Over Alderley


Intending to visit the National Trust woodland area on Alderley Edge I made the mistake of stopping off just before, in the hamlet of Over Alderley.

I wanted to have a picture of this striking looking building, unmissable when driving from Alderley Edge to Macclesfield.

With its stone-flag roof and black and white half-timbering it has an ancient feel to it but in reality is only about 100 years old and was built as a smithy for the Brocklehurst Estate.

The hearth of the forge is still there against the back wall with the anvil before it, as of old, but the drill on the left is electric powered and an oxy-acetylene torch rests on it - a mixture of old and 'new'.

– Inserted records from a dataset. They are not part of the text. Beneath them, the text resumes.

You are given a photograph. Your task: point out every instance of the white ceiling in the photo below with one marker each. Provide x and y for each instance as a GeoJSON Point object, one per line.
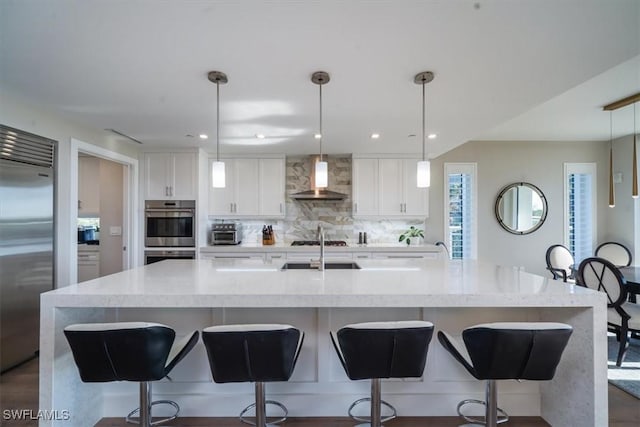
{"type": "Point", "coordinates": [504, 70]}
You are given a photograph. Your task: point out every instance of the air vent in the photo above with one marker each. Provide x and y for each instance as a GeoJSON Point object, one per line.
{"type": "Point", "coordinates": [24, 147]}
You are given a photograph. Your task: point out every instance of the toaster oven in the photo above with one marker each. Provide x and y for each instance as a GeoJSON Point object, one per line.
{"type": "Point", "coordinates": [225, 234]}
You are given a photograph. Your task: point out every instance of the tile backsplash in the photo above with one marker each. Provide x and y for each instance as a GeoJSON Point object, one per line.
{"type": "Point", "coordinates": [303, 217]}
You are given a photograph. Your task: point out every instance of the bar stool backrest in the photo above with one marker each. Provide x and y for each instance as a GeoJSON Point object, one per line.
{"type": "Point", "coordinates": [384, 349]}
{"type": "Point", "coordinates": [615, 252]}
{"type": "Point", "coordinates": [252, 353]}
{"type": "Point", "coordinates": [600, 274]}
{"type": "Point", "coordinates": [521, 351]}
{"type": "Point", "coordinates": [127, 351]}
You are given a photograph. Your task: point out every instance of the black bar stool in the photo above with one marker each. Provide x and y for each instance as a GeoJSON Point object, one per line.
{"type": "Point", "coordinates": [129, 351]}
{"type": "Point", "coordinates": [253, 353]}
{"type": "Point", "coordinates": [375, 350]}
{"type": "Point", "coordinates": [506, 351]}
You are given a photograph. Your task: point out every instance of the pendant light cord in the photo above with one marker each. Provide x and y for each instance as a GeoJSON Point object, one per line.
{"type": "Point", "coordinates": [217, 120]}
{"type": "Point", "coordinates": [320, 85]}
{"type": "Point", "coordinates": [424, 142]}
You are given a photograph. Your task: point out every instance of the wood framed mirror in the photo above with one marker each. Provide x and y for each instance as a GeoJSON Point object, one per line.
{"type": "Point", "coordinates": [521, 208]}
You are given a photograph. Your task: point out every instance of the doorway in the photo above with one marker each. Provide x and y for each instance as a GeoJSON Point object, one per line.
{"type": "Point", "coordinates": [103, 197]}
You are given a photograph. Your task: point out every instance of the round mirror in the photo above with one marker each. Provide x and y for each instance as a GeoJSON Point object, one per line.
{"type": "Point", "coordinates": [521, 208]}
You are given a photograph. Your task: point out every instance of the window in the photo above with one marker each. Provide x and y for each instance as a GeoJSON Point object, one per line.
{"type": "Point", "coordinates": [460, 210]}
{"type": "Point", "coordinates": [580, 209]}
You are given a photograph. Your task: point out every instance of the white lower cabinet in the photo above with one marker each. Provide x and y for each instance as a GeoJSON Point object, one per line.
{"type": "Point", "coordinates": [88, 265]}
{"type": "Point", "coordinates": [405, 255]}
{"type": "Point", "coordinates": [231, 255]}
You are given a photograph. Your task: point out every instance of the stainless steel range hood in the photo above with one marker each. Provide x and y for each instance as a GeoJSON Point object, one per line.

Across the road is this farmhouse ...

... and next door is the Village Hall both showing unmistakable signs of their common origin and design.

Looking east across the field behind the smithy with the hazy blue of distant Shutlingsloe just visible on the right.

Sighted, and quickly clicked, between the bars of the gate as it scuttled across, the first of many dark coloured cock pheasants I would see that afternoon.

The fields corroborate the Harvest Festival celebrations - all is safely gathered in, here a field of maize stripped ready for winter ploughing.

This field has already been ploughed and sown and the green shoots are already breaking through - and look there's Jodrell Bank!

Here I am wandering about the Cheshire lanes away from where I was headed ...

... past sunlit copses ...

... finding enticing looking footpaths ...

... with stiles to spare! Was this one merely wrongly placed or did somebody steal the fence/hedge?